A veces no podemos evitar comparar. Escuchamos una canción de Serrat, un bolero antiguo, una tonada africana o a Simon & Garfunkel y sentimos que hay algo especial: emoción, ideas, poesía, belleza. Luego abrimos una app de música o encendemos la radio, y suenan letras altamente sexistas, violentas o simplemente con acordes torpes o ruidos de cornetas y golpes. Y entonces nos preguntamos: ¿qué está pasando con la música? ¿Y con nosotros?

No es por nostalgia ni por juzgar. La pregunta va más allá: ¿qué refleja este cambio? ¿Qué mensaje nos está dejando la música de moda? ¿Estamos evolucionando a algo distinto que no todos entendemos o más bien perdiendo algo importante?

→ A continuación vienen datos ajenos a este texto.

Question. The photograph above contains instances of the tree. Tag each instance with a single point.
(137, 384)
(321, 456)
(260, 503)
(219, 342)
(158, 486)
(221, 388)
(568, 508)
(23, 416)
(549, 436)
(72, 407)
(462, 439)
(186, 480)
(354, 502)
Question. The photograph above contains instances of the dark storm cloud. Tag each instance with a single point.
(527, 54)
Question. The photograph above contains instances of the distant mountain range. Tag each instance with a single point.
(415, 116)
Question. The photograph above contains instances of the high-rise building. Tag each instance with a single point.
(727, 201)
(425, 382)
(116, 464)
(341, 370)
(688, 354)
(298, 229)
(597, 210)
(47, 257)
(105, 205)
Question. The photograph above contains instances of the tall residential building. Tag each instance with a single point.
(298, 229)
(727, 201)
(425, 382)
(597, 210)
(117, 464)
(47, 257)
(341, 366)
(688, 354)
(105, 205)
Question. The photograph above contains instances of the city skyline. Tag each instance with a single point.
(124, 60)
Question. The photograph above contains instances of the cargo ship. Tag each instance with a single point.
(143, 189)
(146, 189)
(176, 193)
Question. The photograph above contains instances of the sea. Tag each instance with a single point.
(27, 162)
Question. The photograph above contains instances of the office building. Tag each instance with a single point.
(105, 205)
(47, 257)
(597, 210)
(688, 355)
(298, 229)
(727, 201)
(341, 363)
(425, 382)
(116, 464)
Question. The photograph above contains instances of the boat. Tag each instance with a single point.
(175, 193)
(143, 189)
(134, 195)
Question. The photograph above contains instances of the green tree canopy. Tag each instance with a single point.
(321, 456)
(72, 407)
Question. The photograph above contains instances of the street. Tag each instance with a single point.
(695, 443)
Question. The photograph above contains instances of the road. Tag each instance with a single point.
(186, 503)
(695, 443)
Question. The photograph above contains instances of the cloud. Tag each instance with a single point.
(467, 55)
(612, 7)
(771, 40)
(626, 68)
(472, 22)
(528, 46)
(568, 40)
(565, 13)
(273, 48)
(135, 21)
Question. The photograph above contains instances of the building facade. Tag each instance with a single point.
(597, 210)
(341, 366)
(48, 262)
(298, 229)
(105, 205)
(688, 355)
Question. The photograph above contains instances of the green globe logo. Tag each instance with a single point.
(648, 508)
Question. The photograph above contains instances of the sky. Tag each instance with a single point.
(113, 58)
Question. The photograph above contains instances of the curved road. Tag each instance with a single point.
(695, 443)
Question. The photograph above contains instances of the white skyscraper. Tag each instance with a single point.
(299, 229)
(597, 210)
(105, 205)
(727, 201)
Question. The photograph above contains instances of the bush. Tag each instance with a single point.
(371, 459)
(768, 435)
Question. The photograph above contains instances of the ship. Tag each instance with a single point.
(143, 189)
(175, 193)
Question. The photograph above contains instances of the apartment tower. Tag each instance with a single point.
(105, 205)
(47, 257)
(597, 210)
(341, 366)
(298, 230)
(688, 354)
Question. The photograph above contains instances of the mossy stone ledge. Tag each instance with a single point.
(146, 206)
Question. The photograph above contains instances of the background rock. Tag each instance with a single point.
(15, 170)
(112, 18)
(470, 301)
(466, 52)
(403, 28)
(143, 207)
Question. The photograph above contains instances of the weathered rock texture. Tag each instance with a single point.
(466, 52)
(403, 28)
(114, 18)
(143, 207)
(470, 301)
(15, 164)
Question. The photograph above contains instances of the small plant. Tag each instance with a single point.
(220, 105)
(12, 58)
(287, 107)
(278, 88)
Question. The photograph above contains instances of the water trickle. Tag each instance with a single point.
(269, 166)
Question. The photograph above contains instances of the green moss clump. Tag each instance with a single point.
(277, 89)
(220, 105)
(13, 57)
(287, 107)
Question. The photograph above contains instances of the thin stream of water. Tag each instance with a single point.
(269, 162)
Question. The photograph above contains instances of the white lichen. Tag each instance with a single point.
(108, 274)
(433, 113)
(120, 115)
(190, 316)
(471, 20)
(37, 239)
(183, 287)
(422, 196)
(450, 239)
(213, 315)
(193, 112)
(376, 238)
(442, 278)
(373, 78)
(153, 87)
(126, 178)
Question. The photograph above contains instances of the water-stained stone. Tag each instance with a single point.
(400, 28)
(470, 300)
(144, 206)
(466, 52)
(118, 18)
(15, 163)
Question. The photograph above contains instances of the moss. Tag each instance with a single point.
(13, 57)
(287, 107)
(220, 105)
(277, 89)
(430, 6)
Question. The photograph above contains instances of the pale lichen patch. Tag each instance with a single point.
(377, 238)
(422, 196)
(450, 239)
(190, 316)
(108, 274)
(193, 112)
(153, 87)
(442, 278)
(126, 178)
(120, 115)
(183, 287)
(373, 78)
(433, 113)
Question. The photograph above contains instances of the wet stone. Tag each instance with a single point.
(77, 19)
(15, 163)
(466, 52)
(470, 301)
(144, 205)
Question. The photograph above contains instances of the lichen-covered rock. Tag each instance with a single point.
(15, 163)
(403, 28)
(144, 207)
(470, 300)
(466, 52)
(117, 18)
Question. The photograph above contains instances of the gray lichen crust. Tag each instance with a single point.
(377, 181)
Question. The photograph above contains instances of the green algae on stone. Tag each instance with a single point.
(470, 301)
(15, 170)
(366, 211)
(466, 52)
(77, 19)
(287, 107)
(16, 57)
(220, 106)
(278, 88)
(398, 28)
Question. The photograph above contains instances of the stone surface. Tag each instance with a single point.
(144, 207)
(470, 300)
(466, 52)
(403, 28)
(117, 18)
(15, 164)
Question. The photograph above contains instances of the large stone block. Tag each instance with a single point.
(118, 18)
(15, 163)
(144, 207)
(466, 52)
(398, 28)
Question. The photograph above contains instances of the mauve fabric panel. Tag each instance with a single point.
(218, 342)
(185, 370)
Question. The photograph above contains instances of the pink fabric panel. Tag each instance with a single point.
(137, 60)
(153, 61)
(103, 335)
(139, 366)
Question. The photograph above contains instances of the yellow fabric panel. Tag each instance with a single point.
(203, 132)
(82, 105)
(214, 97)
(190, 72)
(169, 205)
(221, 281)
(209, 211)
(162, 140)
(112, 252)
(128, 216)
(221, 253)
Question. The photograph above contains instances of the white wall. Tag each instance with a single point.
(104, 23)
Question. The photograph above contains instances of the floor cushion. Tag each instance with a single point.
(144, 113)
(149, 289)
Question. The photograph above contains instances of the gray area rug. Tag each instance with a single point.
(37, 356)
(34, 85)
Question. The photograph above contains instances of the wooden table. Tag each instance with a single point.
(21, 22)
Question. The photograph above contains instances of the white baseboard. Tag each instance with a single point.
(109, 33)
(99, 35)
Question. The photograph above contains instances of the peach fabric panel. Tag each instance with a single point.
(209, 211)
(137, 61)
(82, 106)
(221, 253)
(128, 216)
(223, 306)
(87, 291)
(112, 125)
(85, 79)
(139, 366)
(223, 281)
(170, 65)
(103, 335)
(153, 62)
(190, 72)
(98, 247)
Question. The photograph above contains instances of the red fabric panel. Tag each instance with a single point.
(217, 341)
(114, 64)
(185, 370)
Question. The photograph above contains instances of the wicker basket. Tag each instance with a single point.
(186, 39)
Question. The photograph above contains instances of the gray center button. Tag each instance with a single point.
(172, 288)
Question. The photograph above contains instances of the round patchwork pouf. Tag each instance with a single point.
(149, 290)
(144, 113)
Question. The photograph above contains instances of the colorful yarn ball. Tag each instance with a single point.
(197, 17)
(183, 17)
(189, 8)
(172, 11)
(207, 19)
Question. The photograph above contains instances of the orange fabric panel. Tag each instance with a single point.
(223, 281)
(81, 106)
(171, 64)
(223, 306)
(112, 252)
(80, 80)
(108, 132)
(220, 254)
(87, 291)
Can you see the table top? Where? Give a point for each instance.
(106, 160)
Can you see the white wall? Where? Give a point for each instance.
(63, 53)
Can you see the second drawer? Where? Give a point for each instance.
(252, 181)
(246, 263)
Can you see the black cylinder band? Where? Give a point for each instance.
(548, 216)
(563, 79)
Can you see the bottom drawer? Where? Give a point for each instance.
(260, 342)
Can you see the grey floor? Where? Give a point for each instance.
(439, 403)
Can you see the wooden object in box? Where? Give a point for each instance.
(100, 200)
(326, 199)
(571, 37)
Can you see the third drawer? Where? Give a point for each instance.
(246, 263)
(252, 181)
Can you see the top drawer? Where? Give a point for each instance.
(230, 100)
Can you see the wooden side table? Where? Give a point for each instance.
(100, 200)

Durante mucho tiempo, la música fue una forma de expresar emociones, de comunicarse entre culturas, de mostrar el ser, de expresar ideas, de decir algo importante. Serrat ponía en canciones los versos de poetas; Violeta Parra hablaba de injusticias; Rubén Blades explora los temas sociales a través de su poesía/música; Simon & Garfunkel cantaban sobre el silencio de una generación… incluso las canciones más simples tenían algo que nos tocaba. Ellos son solo algunos ejemplos de lo que antes llenaba las emisoras, y por ende: los hogares, el espacio de esparcimiento y las sociedades.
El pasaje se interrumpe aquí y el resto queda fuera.